Contract Testing for APIs: Ensure Microservices Compatibility

Master contract testing with PACT. Learn to define and test agreements between microservices to prevent integration failures and ensure compatibility.

The Microservices Integration Problem

In microservices architecture, services communicate with each other. But what happens when the user service changes its API contract and breaks the order service? Contract testing is your safety net.

Traditional integration tests are slow and fragile:

  • You need all services running
  • Tests are end-to-end and slow
  • Failures are hard to diagnose
  • Tests are coupled to implementation details

Contract testing solves this by defining explicit agreements between services.

What is a Contract?

A contract is an agreement about:

  • What endpoints exist
  • What data they accept
  • What data they return
  • What error conditions are possible

Example contract: "The Order Service calls the User Service's GET /users/:id endpoint and expects a 200 response with {id, name, email}."

Consumer vs Provider

In contract testing, we have two sides:

Consumer - The service that makes the API call (Order Service)
Provider - The service that provides the API (User Service)
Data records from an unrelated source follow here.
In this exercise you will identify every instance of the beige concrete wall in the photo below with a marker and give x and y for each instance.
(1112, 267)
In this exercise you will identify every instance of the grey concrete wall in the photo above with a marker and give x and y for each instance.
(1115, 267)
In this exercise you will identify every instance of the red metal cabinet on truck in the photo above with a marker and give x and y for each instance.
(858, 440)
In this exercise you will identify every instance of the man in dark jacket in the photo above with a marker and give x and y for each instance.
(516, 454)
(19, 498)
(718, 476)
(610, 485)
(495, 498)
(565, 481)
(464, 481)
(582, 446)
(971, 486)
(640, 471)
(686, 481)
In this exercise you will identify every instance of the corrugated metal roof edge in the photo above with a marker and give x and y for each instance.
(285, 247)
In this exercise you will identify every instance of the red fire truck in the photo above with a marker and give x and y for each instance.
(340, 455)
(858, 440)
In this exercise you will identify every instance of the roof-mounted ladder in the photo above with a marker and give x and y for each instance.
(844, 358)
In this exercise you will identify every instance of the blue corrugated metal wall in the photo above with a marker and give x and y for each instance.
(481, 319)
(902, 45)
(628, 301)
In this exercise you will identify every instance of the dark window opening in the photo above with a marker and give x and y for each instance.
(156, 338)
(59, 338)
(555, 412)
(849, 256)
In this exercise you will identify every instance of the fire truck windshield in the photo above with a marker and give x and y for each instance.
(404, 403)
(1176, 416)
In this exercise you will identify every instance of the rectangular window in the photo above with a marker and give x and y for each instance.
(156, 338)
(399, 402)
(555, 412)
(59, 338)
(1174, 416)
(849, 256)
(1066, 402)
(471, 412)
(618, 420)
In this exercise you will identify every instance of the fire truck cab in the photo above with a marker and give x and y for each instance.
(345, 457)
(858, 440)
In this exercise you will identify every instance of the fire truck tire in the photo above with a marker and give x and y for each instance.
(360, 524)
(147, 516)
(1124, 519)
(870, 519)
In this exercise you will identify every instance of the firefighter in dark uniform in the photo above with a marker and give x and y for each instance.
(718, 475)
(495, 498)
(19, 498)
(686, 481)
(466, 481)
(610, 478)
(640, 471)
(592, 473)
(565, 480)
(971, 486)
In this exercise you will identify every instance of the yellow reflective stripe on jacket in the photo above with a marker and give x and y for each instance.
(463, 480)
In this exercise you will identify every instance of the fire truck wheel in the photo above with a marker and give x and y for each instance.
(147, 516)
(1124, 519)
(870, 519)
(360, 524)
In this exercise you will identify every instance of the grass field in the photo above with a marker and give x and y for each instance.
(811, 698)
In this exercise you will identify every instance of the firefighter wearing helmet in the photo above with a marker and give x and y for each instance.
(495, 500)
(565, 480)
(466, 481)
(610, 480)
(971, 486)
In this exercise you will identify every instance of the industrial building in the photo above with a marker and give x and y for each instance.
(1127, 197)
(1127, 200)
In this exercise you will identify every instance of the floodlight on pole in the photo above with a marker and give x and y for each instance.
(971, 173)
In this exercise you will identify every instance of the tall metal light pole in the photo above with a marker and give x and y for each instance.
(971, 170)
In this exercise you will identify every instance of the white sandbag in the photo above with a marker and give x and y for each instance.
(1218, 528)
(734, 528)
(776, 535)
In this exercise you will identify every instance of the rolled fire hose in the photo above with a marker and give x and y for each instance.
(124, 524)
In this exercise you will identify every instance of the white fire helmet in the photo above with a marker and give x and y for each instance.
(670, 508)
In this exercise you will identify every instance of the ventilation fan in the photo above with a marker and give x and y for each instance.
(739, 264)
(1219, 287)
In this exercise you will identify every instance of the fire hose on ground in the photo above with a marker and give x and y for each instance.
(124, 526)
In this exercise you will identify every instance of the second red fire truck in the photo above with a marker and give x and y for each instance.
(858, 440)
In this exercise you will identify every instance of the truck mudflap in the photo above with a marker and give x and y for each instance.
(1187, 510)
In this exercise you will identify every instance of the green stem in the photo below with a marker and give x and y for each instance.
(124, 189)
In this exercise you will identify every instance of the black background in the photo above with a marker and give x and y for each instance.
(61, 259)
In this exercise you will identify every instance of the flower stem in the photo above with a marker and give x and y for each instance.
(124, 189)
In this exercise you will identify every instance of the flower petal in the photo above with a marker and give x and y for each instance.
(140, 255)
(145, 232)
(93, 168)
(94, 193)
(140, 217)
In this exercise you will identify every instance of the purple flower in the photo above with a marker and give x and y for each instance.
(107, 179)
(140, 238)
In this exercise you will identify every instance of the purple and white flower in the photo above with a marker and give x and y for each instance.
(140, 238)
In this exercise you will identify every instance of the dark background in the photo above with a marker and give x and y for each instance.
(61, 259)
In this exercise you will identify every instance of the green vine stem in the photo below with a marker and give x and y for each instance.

Each writes tests from their perspective:

  • Consumer tests: "Does the User Service respond as expected?"
  • Provider tests: "Do my responses match what consumers expect?"

PACT Framework

PACT is the most popular contract testing framework. It has implementations for Node.js, Java, Python, Go, and more.

How PACT works:

  1. Consumer writes expectations for the provider
  2. Test runs against a mock provider
  3. Consumer generates a contract file
  4. Provider reads the contract and tests against it
  5. Both tests pass = compatible

Consumer Contract Example

import { pactWith } from 'jest-pact';

pactWith(
  { consumer: 'OrderService', provider: 'UserService' },
  (interaction) => {
    describe('GET /users/:id', () => {
      it('returns a user', () =>
        interaction
          .given('user 123 exists')
          .uponReceiving('a request for user 123')
          .withRequest({
            method: 'GET',
            path: '/users/123'
          })
          .willRespondWith({
            status: 200,
            body: {
              id: 123,
              name: 'John Doe',
              email: 'john@example.com'
            }
          })
          .executeTest((mockProvider) => {
            return userService.getUser(123);
          })
      );
    });
  }
);

CI/CD Integration

Contract testing shines in CI/CD:

  1. Consumer builds and generates contract
  2. Contract is published to a broker
  3. Provider downloads contract and tests
  4. If provider passes, deployment is safe
  5. If provider fails, it blocks deployment

Real-World Scenario

Imagine your Order Service calls User Service for user data. The contract specifies:

GET /users/123
Response: { id: 123, name: 'John', email: 'john@example.com' }

Now User Service wants to add a createdAt field. With contract testing:

  • User Service adds the field (backward compatible, contract still passes)
  • Order Service continues working without changes
  • No integration test needed

But if User Service removes the id field:

  • Provider test fails (breaks the contract)
  • Deployment is blocked
  • Team gets notified immediately

Conclusion

Contract testing prevents integration surprises in microservices. It's faster than integration tests, provides immediate feedback, and documents service agreements explicitly. If you have more than one service, contract testing should be part of your testing strategy.